An enormous cost over and above our budget, nevertheless we complied, and in doing so, ensured that all passers-by, neighbours, ramblers and photograph-takers could still enjoy an unspoilt view of the cottage and setting. This is known as Community Value.
During the site-meetings, I constantly asked the Conservation Officer what guarantee the Planners could give that our view from the property would remain as it is. They couldn’t.
And hence, if you are considering the purchase of such a property – Listed, that is – have a good look at your surroundings. Is the outlook from your windows likely to change? If, at any point, you have to provide a Heritage Statement in support of any proposal for your Listed Property, you will have to demonstrate the Communal benefit of your proposal, i.e, how it affects the community’s enjoyment of your wonderful building.
Notwithstanding the half-a-dozen-or-so multi-coloured wheelie bins that will blight any medieval setting, or the 16th Century double yellow lines they may paint around you, since our efforts, consider the following, should you wish to join me in making your blood boil:
The natural, and inviting, grassed splay at our lane’s junction with the road was overnight narrowed by the local Council with the installation of dropped kerbs (brailled for the blind) and hard pavements.
On the skyline, the erection of twelve upmarket houses on the hill opposite changed the view forever. Once the flightpath of our barn owl, we now see the blinding reflection of the hard roofing tiles in the evening sun, and what was once a silhouette of trees, now the illumination from bedroom windows.

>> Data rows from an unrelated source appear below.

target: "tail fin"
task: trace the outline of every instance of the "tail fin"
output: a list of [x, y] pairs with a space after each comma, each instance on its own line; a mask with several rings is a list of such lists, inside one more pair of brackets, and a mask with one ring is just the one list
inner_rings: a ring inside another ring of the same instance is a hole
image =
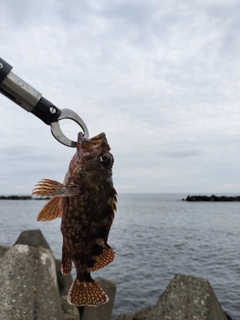
[[81, 282], [75, 279], [68, 292], [67, 300], [75, 306], [96, 307], [108, 302], [109, 298], [95, 281]]

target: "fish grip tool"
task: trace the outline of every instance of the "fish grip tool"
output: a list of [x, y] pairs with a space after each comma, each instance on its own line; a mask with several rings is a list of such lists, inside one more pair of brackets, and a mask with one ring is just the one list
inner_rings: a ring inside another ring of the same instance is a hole
[[68, 139], [59, 126], [59, 120], [75, 121], [83, 130], [85, 138], [89, 137], [88, 128], [83, 119], [73, 110], [59, 109], [26, 81], [12, 72], [12, 66], [0, 58], [0, 93], [23, 109], [31, 112], [50, 125], [52, 135], [68, 147], [76, 147], [77, 142]]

To the rear, new neighbours have removed several tall Leylandii. Our light has improved, but also the view, now directly over their rear garden and beyond.
On the lane, the removal of a “tree” and a new bare telegraph pole has exposed us in all our glory from afar. The new neighbours have increased their parking spaces by going deeper into their front garden, and a section of hedge removed.
In our idyllic setting, and we are indeed lucky, I think to myself every morning as I open the blinds, our one outlook – the one that makes it all special – is about to be compromised also. Our outlook to the front, beyond the public footpath, is a meandering stream through pastureland that goes back to the Domesday Book. A flood plain.
Having paid three times the estimate for it, the new owner has, over a period of time, sanitised the ground in preparation for God knows what. A stockade fence is now our immediate intrusion, beyond the stream which has been cleared and scarified of all surrounding flora habitat. The ancient dead willows have been cleared, to the loss of wildlife. The pasture has been repeatedly mown, resembling parkland. No longer the barn owl quartering the rough grass; no longer a preening-spot favoured by the egrets. The kingfisher no longer seen. A Bonfire Night bonfire & pyrotechnics saw off the deer, not spotted since.
A few months ago, the owner instructed a wholesale archaeological dig. His intentions are for some sort of rural classroom on the site. Que sera, sera.
I’m now a realist and still learning the hard way, and had I a crystal ball at the time, I would have taken great pleasure six years ago in giving the Conservation Officer a squint at what was to come as she made her demands. So, when you’re up in the bedroom viewing some beautiful old beamed cottage and looking out and beyond, use your imagination of what that view might be in the future, (in our case a mere six years) before you make your own plans for isolated bliss.
If they build a multi-storey car-park opposite, the Conservation Officer’s view will not change as he/she makes even more demands as the gem we’ve got left shrinks smaller and smaller within our new 24th Century surroundings, while our own view vanishes before our very eyes.